A liberação de recursos só poderá acontecer mediante a expedição de alvará judicial.  

Ficam bloqueadas as verbas lançadas nas contas da Prefeitura, inclusive aquelas vinculadas ao Fundo de Participação do Município (FPM), ICMS, IPVA, IPTU, Fundeb e FUS. A decisão foi do desembargador plantonista, Lourival de Jesus Serejo Sousa.  

Os pedidos feitos pelo Ministério Público já haviam sido parcialmente deferidos pela Justiça, com a imposição ao prefeito Antônio Ataíde Matos de Pinho de realizar a imediata transição de governo, fornecendo dados e documentos à nova gestão; e de que o gestor se abstenha de realizar qualquer processo licitatório e contratações diretas nos últimos dias de mandato.  

No entanto, os indícios de irregularidades e desmonte da máquina pública continuaram. 

Os servidores municipais não receberam o décimo terceiro salário e há a perspectiva de que também não sejam pagos os salários relativos ao mês de dezembro. 
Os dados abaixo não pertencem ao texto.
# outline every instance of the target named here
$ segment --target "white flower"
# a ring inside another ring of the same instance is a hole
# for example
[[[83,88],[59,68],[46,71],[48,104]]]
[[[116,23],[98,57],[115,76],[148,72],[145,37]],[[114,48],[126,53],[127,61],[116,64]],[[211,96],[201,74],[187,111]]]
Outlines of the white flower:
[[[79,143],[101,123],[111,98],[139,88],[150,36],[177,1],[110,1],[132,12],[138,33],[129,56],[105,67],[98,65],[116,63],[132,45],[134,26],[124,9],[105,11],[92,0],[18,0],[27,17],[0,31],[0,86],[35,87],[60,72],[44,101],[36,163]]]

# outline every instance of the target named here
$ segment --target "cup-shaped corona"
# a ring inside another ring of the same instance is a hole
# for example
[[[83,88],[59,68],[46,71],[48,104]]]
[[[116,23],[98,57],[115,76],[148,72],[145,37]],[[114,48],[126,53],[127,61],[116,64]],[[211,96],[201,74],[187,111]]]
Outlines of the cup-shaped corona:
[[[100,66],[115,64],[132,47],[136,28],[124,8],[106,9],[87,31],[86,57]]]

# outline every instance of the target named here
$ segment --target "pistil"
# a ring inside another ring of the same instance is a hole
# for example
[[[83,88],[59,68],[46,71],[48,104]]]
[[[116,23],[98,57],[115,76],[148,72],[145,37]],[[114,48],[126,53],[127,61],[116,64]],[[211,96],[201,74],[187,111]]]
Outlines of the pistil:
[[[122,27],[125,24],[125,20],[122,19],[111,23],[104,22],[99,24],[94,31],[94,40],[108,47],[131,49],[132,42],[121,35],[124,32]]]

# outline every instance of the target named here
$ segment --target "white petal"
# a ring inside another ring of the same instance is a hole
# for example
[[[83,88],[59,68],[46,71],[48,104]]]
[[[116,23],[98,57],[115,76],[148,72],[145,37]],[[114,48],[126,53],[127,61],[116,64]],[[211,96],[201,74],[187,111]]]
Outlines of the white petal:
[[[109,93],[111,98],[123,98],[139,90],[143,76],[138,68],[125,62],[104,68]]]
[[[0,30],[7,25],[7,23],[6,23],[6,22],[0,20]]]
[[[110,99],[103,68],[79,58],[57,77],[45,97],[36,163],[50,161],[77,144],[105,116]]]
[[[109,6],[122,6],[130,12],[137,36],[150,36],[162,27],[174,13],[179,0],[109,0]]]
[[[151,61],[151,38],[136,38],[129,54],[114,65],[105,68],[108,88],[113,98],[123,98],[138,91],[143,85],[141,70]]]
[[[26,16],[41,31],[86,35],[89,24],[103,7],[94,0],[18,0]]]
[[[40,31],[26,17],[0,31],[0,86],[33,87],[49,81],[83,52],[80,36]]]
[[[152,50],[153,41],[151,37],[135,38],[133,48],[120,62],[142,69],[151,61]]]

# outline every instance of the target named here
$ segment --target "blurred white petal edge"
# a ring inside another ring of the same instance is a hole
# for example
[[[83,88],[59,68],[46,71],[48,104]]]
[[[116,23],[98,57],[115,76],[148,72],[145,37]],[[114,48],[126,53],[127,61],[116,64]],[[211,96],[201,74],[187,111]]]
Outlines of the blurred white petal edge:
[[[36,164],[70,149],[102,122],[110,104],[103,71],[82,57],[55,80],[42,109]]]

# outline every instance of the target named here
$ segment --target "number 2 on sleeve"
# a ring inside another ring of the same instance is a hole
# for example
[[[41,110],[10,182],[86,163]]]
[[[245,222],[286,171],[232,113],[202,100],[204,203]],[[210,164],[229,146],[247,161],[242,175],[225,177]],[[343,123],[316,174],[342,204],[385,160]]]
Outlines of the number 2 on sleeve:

Além disso, a limpeza pública não está sendo realizada desde 15 de dezembro em Cachoeira Grande e relatórios da Controladoria Geral da União (CGU) apontam repasses de verbas a empresas com indícios de fraudes.  Para a promotora de justiça Erica Ellen Beckman da Silva, “o perigo de dano é latente, haja vista que já se está na última semana do mandato e o prefeito tem praticado todos esses desmandos, em prejuízo ao interesse público, sem dar qualquer resposta plausível ao Ministério Público, a despeito de todas as medidas extrajudiciais, a fim de evitar o desmantelamento da administração municipal e a descontinuidade de serviços essenciais”.